En 1805, le père Caroni donne assez exactement le plan des ports et de la Byrsa. Toutefois il prête à celle-ci une enceinte trop considérable et de forme circulaire.

Puis viennent les études du comte Camille Borgia sur les ports, celles du major Humbert, celles de Chateaubriand, qui ne fait que suivre les idées de Humbert. Estrup (1821) et Ritter (1822) reproduisent l'erreur de Shaw, et, à leur suite, Heeren et Mannert font de Carthage une description erronée et confuse. Enfin paraît l'excellent plan de Falbe (1833). Byrsa est mise à la place qu'elle doit occuper, et l'architecte Dedreux, se conformant de tous points aux idées de Falbe, publie, en 1839, une carte satisfaisante.

Mais bientôt de nouvelles erreurs se font jour. M. Dureau de la Malle, qui, de son cabinet, étudie la topographie d'une ville éteinte, forge un système nouveau, que ne sait point réfuter la Société fondée à Paris (1838) pour l'exploration de Carthage. Sir Thomas Read, qui visite les lieux, l'architecte Jourdain, qui construit la chapelle Saint-Louis, laissent passer inaperçue l'exagération des dimensions prêtées à la Byrsa. M. de la Malle, en effet, n'admet pas que la Byrsa n'ait été qu'une acropole ; il lui donne une étendue considérable, la compose d'une série de vallons, de collines et de plaines, et y enferme une multitude d'édifices dont les données historiques n'autorisent pas la mention.

Ces erreurs systématiques, fruit d'une imagination féconde, devaient encourager les hypothèses les plus étranges. Le pasteur Nathan Davis, enchérissant sur M. de la Malle, expose que la Byrsa comprend toutes les collines qui se succèdent depuis Saint-Louis jusqu'à Bordj Djedid. Sir Grenville Temple avait depuis longtemps combattu cette opinion, que son compatriote Blakesley adopte sans contrôle, à la suite de M. Davis.
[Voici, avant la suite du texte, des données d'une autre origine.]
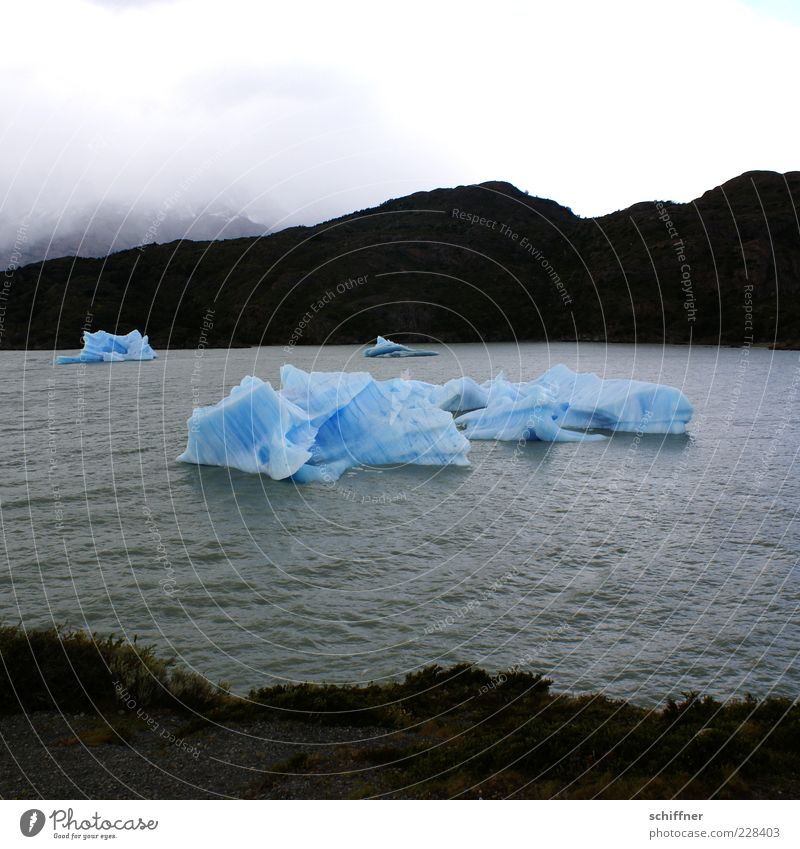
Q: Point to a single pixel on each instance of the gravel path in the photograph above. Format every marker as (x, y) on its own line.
(53, 756)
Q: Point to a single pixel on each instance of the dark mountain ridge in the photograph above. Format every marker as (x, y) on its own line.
(474, 262)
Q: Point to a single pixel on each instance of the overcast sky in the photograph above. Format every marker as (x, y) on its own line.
(315, 109)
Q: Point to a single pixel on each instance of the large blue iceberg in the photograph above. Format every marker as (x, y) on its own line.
(387, 348)
(102, 347)
(318, 425)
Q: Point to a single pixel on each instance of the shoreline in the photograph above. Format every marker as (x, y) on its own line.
(129, 724)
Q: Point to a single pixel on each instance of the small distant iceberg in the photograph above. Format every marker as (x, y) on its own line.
(387, 348)
(319, 424)
(102, 347)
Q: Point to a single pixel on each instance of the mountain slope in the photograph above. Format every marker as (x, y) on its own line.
(473, 262)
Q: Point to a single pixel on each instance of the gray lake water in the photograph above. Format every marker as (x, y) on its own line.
(641, 566)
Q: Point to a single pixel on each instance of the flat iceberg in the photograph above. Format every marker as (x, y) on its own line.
(561, 405)
(387, 348)
(617, 404)
(319, 424)
(102, 347)
(459, 395)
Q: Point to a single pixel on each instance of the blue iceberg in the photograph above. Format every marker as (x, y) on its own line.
(617, 404)
(319, 425)
(102, 347)
(255, 429)
(387, 348)
(561, 405)
(459, 395)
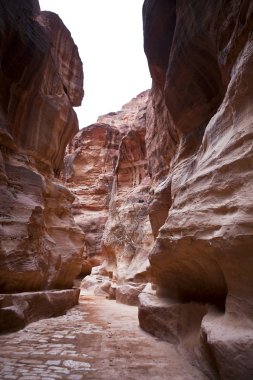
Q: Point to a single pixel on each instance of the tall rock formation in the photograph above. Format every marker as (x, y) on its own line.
(41, 80)
(106, 168)
(199, 151)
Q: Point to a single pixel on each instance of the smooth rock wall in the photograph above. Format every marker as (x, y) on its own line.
(41, 80)
(200, 56)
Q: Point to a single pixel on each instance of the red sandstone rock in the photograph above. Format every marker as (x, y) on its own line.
(105, 167)
(17, 310)
(200, 56)
(40, 244)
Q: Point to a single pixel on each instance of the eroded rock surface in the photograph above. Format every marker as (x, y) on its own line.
(106, 169)
(200, 56)
(41, 80)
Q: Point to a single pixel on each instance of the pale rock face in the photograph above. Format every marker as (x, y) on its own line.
(106, 168)
(127, 237)
(40, 244)
(201, 58)
(88, 172)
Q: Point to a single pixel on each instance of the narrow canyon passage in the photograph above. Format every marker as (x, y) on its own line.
(98, 339)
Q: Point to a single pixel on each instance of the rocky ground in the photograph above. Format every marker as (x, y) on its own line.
(98, 339)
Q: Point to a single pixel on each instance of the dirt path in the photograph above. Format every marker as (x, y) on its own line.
(98, 339)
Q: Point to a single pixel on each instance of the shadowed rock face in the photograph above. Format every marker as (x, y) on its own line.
(41, 80)
(200, 56)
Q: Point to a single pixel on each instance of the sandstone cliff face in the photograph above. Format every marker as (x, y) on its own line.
(127, 237)
(106, 168)
(41, 80)
(200, 56)
(88, 173)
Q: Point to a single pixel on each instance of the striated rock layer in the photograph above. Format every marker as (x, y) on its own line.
(199, 151)
(41, 80)
(106, 168)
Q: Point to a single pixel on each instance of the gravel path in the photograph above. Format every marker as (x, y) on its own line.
(98, 339)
En somme, il est sage de s'arrêter dans cette voie déjà bien découverte et mise à nu. Le major Humbert, Chateaubriand et Falbe semblent seuls dans le vrai. La colline de Saint-Louis est bien l'antique Byrsa et Byrsa tout entière.
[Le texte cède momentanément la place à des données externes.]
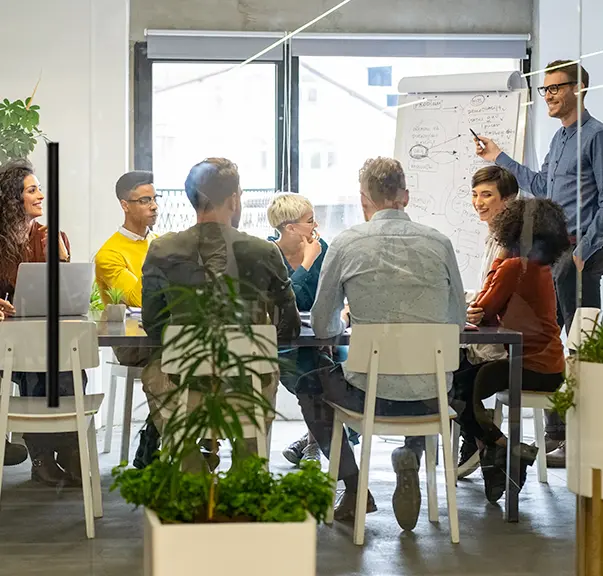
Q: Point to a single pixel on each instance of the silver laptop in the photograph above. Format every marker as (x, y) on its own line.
(75, 286)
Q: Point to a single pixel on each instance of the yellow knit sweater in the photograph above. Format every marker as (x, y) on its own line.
(119, 265)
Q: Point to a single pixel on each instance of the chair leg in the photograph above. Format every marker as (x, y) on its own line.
(97, 498)
(431, 447)
(127, 423)
(456, 436)
(86, 481)
(362, 494)
(540, 443)
(110, 415)
(449, 468)
(335, 454)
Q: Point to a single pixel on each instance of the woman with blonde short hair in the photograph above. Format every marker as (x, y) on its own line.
(303, 251)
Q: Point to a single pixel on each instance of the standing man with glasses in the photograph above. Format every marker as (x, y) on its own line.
(558, 181)
(119, 266)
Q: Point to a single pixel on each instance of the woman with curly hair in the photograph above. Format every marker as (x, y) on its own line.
(22, 239)
(519, 294)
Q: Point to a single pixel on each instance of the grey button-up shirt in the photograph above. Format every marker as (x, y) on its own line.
(391, 270)
(558, 180)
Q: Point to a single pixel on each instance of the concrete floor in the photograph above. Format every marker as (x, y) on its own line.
(42, 532)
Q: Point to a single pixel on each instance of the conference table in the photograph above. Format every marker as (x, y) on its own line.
(131, 334)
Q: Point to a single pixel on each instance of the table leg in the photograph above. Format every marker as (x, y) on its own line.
(513, 450)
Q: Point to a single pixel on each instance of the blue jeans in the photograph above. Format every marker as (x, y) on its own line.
(329, 383)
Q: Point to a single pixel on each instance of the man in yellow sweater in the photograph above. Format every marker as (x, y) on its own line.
(119, 265)
(119, 262)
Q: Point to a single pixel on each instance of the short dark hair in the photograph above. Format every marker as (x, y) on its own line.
(130, 181)
(211, 182)
(383, 178)
(532, 227)
(505, 182)
(570, 68)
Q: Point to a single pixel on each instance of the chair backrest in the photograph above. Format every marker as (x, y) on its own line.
(263, 344)
(404, 349)
(27, 339)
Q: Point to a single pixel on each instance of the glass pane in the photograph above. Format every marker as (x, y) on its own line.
(348, 114)
(205, 110)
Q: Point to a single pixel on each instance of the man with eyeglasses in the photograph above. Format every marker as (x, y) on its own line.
(558, 180)
(119, 266)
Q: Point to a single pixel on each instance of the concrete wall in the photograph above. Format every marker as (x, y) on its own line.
(387, 16)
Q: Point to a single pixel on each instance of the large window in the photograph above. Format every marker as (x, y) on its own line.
(205, 109)
(347, 113)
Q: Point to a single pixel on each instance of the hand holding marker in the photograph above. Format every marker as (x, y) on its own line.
(476, 137)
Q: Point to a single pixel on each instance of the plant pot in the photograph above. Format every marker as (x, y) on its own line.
(230, 549)
(584, 446)
(115, 312)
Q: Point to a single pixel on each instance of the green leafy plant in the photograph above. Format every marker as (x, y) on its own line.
(116, 295)
(248, 493)
(19, 128)
(96, 302)
(210, 316)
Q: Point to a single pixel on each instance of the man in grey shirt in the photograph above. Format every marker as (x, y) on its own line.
(558, 181)
(391, 270)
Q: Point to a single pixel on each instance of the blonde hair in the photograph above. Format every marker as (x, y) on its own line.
(286, 208)
(383, 177)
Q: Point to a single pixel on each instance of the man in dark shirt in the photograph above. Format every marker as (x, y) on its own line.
(211, 248)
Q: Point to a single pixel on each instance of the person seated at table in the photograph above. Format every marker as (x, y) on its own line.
(303, 251)
(22, 239)
(519, 294)
(391, 270)
(14, 454)
(119, 265)
(215, 247)
(493, 187)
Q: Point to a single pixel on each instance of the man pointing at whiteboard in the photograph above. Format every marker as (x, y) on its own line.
(557, 180)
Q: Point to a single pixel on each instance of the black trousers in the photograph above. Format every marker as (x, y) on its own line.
(490, 378)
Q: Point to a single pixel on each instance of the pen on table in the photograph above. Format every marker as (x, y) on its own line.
(477, 139)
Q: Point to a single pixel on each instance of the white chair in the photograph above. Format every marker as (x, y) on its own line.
(264, 344)
(129, 374)
(539, 402)
(23, 349)
(400, 349)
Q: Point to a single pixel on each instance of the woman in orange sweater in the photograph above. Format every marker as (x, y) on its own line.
(519, 294)
(22, 239)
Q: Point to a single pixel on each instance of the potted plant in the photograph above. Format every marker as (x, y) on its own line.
(19, 128)
(247, 520)
(579, 401)
(115, 311)
(96, 303)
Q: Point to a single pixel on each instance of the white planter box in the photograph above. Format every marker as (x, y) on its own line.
(585, 429)
(230, 549)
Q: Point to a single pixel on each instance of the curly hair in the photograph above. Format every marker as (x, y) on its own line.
(13, 221)
(535, 228)
(383, 177)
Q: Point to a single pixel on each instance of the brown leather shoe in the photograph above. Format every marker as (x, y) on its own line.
(46, 471)
(345, 510)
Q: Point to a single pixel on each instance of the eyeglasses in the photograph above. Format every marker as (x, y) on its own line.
(553, 88)
(146, 200)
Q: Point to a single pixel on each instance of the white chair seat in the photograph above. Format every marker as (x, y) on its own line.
(28, 408)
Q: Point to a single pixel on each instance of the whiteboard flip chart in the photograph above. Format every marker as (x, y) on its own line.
(437, 151)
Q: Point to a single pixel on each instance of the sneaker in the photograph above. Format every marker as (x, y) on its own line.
(556, 458)
(14, 454)
(311, 452)
(493, 460)
(345, 509)
(468, 460)
(295, 451)
(406, 499)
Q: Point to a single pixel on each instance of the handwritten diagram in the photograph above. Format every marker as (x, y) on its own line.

Leur opinion se corrobore de celle du docteur Barth, et surtout des conclusions irréfutables de M. Beulé, qui a fait, en 1850, des fouilles importantes à Carthage. Jamais, dit M. Beulé, jamais les anciens n'ont établi une acropole au bord de la mer, sous des hauteurs qui la commandent, et pouvant succomber à un coup de main... Tout voyageur dont l'œil est exercé reconnaît (dans la colline de Saint-Louis) une acropole, soit qu'il navigue le long des côtes, soit qu'il aborde au rivage, soit qu'il se promène au milieu des ruines de Carthage. Le plateau est si nettement défini, si bien assis, si facile à défendre par des fortifications que la nature elle-même appelle et a préparées !

Quels étaient les édifices de la Byrsa ainsi délimitée ?
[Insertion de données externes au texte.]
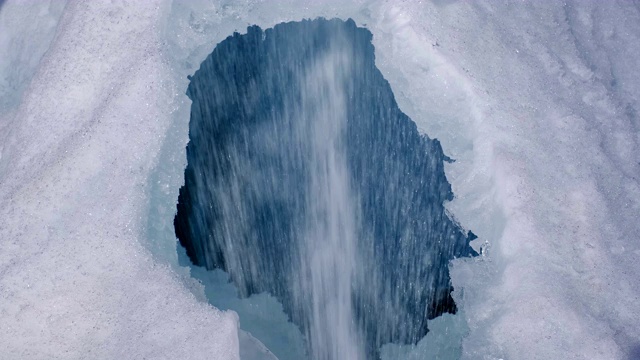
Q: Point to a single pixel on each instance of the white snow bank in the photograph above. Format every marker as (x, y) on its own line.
(75, 279)
(547, 94)
(538, 103)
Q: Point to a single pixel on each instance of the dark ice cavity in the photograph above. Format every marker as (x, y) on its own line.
(304, 179)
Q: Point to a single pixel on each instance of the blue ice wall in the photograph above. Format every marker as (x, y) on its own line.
(303, 170)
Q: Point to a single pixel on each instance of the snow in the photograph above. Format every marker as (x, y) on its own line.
(537, 102)
(76, 280)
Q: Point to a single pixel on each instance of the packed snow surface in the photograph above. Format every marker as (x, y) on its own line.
(76, 280)
(537, 102)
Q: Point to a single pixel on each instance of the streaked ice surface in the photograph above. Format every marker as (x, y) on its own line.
(305, 180)
(76, 279)
(537, 102)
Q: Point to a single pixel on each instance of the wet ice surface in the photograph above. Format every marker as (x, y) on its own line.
(305, 180)
(536, 101)
(76, 280)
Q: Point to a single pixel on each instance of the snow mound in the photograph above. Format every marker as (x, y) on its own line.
(75, 278)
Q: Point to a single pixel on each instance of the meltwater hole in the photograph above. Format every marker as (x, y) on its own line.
(306, 181)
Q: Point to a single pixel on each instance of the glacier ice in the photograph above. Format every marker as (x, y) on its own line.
(536, 101)
(304, 179)
(76, 280)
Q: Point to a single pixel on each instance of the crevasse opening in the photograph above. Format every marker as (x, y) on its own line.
(306, 181)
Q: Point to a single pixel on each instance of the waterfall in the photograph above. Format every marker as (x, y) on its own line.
(305, 180)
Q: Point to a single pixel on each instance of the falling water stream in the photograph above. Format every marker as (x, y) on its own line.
(306, 181)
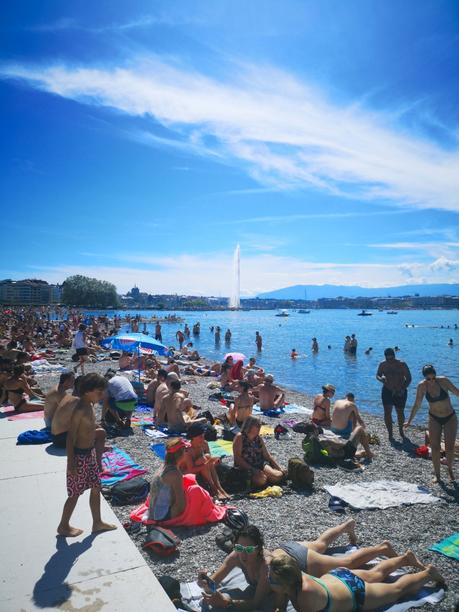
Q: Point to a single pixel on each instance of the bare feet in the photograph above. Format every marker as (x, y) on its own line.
(103, 527)
(69, 532)
(389, 550)
(350, 528)
(435, 575)
(412, 560)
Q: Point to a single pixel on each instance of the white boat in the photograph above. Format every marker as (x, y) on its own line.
(282, 313)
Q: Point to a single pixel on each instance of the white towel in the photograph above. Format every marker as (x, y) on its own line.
(381, 494)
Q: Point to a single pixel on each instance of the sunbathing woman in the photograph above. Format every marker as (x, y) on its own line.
(250, 556)
(442, 416)
(243, 405)
(17, 387)
(343, 590)
(321, 409)
(250, 453)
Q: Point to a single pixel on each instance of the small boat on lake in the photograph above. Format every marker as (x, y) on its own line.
(282, 313)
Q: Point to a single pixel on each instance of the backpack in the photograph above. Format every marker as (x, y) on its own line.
(133, 491)
(300, 474)
(313, 451)
(233, 479)
(210, 434)
(163, 542)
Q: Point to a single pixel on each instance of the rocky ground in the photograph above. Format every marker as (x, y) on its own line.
(304, 516)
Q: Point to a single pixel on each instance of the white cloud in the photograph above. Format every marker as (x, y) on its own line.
(284, 132)
(211, 274)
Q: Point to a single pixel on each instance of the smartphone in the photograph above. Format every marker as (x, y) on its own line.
(211, 586)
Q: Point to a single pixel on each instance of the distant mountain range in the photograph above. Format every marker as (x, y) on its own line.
(315, 292)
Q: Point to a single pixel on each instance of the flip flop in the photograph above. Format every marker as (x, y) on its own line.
(337, 505)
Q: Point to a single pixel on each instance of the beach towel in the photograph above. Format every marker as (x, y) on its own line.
(221, 448)
(448, 547)
(200, 508)
(139, 420)
(286, 409)
(34, 436)
(381, 494)
(159, 449)
(153, 433)
(235, 585)
(117, 465)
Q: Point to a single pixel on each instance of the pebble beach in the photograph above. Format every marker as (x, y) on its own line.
(304, 515)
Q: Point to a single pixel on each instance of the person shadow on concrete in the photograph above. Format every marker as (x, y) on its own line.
(51, 589)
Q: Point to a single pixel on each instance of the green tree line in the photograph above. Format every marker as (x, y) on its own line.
(81, 290)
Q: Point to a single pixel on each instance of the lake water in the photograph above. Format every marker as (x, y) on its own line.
(426, 342)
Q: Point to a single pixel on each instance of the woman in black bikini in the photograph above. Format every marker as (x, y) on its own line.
(442, 416)
(321, 410)
(16, 387)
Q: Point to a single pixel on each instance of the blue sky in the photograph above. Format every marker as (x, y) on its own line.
(142, 141)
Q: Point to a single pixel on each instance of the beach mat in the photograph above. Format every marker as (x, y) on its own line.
(236, 586)
(381, 494)
(287, 409)
(448, 547)
(117, 465)
(221, 448)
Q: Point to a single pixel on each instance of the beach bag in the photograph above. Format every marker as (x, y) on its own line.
(210, 434)
(163, 542)
(308, 428)
(128, 492)
(233, 480)
(313, 451)
(300, 474)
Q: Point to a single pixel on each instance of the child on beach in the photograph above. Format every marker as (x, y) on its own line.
(82, 467)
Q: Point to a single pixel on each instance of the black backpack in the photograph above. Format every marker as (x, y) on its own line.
(133, 491)
(163, 542)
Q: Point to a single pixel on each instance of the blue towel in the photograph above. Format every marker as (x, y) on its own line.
(35, 436)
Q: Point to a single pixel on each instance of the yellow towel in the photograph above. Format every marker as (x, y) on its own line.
(273, 491)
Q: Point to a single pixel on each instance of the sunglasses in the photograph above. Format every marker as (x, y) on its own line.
(271, 580)
(247, 549)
La Byrsa fut fortifiée dès sa fondation[18] ; mais ces murailles primitives ont dû être ultérieurement démolies, et remplacées par les défenses grandioses dont Appien nous a laissé la description. Cette transformation eut vraisemblablement lieu dans le cours du vie siècle avant Jésus-Christ, époque de la splendeur de Carthage. Qu'étaient les fortifications créées par Elissa ? Il est difficile d'en esquisser la forme ; mais on peut facilement se représenter une enceinte dont le tracé décrivait le pourtour du plateau. Le plateau lui-même, dont les talus formaient glacis, n'était pas apparent lors de l'arrivée d'Elissa. Les colons s'étaient heurtés en ce point à un mamelon boisé[19], presque impénétrable et d'une occupation difficile ; mais, s'étant aussitôt mis à l'œuvre, ils avaient débroussaillé les lieux, dérasé, nivelé le sol, déblayé une épaisse couche de terre végétale, et mis enfin à découvert une roche argileuse, de teinte jaunâtre. Ce grès, très-consistant et facile à tailler, servit de base à leurs établissements.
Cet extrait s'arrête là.